Functional neurological disorders in children and young people
Article first published online: 13 DEC 2012
© The Authors. Developmental Medicine & Child Neurology © 2012 Mac Keith Press
Developmental Medicine & Child Neurology
Volume 55, Issue 1, pages 3–4, January 2013
How to Cite
Ramesh, V. (2013), Functional neurological disorders in children and young people. Developmental Medicine & Child Neurology, 55: 3–4. doi: 10.1111/dmcn.12058
- Issue published online: 13 DEC 2012
- Article first published online: 13 DEC 2012
Neurology and psychiatry are closely intertwined, nowhere more so than in the realm of non-organic functional disorders of the nervous system, which constitute 2–10% of patients seen in paediatric clinics. Often the patient has seen several doctors – none committing to a firm diagnosis of non-organic disorder despite suspicions. Parents are often reluctant to consider psychological factors, or to seek help from child and adolescent mental health professionals because of a perceived stigma and possible self-blame.
Freud viewed hysterical symptoms as the transformation of inner psychological conflict into physical symptoms by displacement.

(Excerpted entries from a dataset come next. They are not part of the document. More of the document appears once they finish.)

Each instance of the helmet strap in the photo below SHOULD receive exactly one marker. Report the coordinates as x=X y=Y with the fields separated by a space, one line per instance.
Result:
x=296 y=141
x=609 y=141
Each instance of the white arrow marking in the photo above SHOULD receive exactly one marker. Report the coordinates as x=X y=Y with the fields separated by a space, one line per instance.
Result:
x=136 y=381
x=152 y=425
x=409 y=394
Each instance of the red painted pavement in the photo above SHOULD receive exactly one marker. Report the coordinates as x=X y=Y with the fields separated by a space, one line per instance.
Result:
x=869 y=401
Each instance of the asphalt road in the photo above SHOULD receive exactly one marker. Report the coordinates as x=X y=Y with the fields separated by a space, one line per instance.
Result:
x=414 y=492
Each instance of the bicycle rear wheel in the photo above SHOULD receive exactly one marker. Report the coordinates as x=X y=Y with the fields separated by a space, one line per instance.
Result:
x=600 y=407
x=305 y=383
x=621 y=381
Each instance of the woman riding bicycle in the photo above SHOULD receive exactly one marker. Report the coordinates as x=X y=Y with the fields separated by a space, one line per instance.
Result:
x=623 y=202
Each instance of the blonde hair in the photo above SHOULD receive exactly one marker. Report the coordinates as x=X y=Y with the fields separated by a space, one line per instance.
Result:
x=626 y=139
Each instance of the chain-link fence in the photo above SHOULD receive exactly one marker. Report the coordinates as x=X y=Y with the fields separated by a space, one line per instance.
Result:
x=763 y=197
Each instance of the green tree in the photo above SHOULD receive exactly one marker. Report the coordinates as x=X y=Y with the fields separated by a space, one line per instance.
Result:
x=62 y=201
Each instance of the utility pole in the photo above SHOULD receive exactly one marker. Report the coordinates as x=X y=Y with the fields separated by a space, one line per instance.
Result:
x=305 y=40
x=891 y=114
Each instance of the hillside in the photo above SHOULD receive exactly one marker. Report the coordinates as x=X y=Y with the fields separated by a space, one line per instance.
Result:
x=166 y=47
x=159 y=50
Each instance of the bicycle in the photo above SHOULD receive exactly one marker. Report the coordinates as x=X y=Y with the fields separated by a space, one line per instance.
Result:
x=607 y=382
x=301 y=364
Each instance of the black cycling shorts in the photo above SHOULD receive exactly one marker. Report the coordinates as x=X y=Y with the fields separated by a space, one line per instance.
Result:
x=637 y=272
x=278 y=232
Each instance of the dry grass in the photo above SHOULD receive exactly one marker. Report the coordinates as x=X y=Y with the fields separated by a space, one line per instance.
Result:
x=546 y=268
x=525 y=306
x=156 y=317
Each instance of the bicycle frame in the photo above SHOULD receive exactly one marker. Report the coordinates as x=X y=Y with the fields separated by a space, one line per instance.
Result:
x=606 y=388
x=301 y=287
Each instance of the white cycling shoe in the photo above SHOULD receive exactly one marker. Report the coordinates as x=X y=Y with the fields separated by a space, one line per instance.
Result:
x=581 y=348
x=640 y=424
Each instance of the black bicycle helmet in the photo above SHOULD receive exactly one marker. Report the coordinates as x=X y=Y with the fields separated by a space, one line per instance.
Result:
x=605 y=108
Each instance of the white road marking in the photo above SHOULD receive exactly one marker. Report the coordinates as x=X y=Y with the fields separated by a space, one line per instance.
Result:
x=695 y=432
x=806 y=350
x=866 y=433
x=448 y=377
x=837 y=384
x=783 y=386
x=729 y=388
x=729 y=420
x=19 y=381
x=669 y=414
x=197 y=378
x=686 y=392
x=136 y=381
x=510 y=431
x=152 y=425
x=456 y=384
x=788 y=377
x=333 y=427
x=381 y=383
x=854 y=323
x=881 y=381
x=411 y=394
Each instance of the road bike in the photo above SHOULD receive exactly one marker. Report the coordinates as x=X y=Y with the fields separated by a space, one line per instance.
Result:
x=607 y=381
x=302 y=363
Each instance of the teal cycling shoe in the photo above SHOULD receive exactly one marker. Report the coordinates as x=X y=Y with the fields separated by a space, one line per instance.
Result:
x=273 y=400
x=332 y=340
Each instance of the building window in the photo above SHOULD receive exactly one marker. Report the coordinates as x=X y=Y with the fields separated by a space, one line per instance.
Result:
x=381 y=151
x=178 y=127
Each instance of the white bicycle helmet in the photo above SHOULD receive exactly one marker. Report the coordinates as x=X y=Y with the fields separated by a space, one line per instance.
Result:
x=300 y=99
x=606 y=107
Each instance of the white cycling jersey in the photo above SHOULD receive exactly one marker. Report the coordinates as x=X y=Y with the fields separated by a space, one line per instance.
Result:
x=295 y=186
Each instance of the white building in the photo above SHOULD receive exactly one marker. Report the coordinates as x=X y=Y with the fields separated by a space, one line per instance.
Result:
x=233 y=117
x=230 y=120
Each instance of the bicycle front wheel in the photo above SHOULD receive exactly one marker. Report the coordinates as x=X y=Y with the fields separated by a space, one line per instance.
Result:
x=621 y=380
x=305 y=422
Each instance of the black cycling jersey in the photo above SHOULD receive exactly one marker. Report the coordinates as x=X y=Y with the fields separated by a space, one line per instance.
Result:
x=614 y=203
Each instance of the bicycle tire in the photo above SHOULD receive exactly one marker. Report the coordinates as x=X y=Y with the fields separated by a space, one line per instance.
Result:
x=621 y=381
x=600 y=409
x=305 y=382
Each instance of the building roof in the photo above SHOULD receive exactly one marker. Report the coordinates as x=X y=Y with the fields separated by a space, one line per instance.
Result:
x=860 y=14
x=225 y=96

Current psychiatric terminology distinguishes two types of disorder (DSM IV-TR) previously labelled ‘hysteria’: somatoform and dissociative. The former includes conversion, somatization, pain disorders, hypochondriasis, and body dysmorphic disorders. The latter includes dissociative amnesia and fugue. Often there is comorbid mood and anxiety disorder[1-3] and discussion of their origins may prove a fruitful line of enquiry. The presence of high levels of childhood trauma retrospectively reported by adult sufferers has led some to view these disorders as a post-traumatic response, especially among genetically predisposed individuals.
Functional neurological disorders are usually seen in adolescents (twofold more common in females) and occur across a range of cognitive ability. Symptoms may follow minor illness, injury, and in rare instances, abuse.[1, 2, 4] Presenting symptoms and signs include non-epileptic seizures (often on a background of mild epilepsy), paralysis, gait disorders, complex pain syndromes, bizarre sensory and visual disturbances, and chronic fatigue.
Affected patients have often stopped attending school, losing both educational opportunity and the social stimulation provided by peers. This inevitably causes functional deterioration, social isolation, and subsequent reintegration challenges. Patients may derive subtle and not so subtle secondary gains; e.g. getting parental attention and not having to face up to a challenging situation. However, malingering is rare.
Clinical examination is normal or inconsistently abnormal. Careful medical and nursing observation over time often highlights incongruities. Neurological disorders that rarely present with psychiatric features (e.g. Wilson disease, systemic lupus erythematosus, NMDA receptor antibody mediated encephalitis) need exclusion. Usually, investigations are normal or show minor ambiguities. Physical illness specialists must conduct thorough investigations quickly and draw a line under them in order not to over-medicalize and entrench the problem.
Engagement with patient and family in a non-judgemental, empathetic way is helpful. The doctor should acknowledge that there is a problem, despite not having found a physical cause to explain it. The diagnosis must be explained in an honest, logical, and inoffensive manner. A positive emphasis is placed on the apparently baffling normality of tests, indicating no damage to the hardware of the nervous system, but a temporary and reversible malfunction in its software. The doctor states to the young person the need for a balance of physical and emotional well-being to function as a ‘whole’. The family are counselled to shift focus from causation to treatment.
The patient and family are best served by a multidisciplinary team including paediatric neurologists and experienced nursing, physiotherapy, and adolescent mental health professionals, providing a consistent coordinated care plan to improve function using physical and psychological strategies. The value of child mental health colleagues can be compared with ‘motivators’ used by sports celebrities. Comorbid depression or anxiety is treated. Cognitive behavioural therapy is often employed in the context of an overall rehabilitation philosophy. Care is taken to deal with the patient primarily on a one-to-one basis and allow for symptom resolution with dignity and without loss of face.
It is known from adult literature that without timely resolution the problem becomes chronic with severe personal and economic consequences. In one paediatric series only 56% of patients were ‘cured’ on follow-up over 7½ years.
The patient journey through the healthcare system is well defined for physical illness, unlike for functional disorders. I have run a successful joint clinic for over a decade (with a consultant child and adolescent psychiatrist) in a multidisciplinary format for young people with functional disorders, with excellent audited outcomes. We believe it to be a rewarding, mutually beneficial, and reassuring partnership in an often frustrating area, not least because, unlike disorders paediatric neurologists diagnose, this one is eminently treatable. The value of such a combined care model has been demonstrated previously.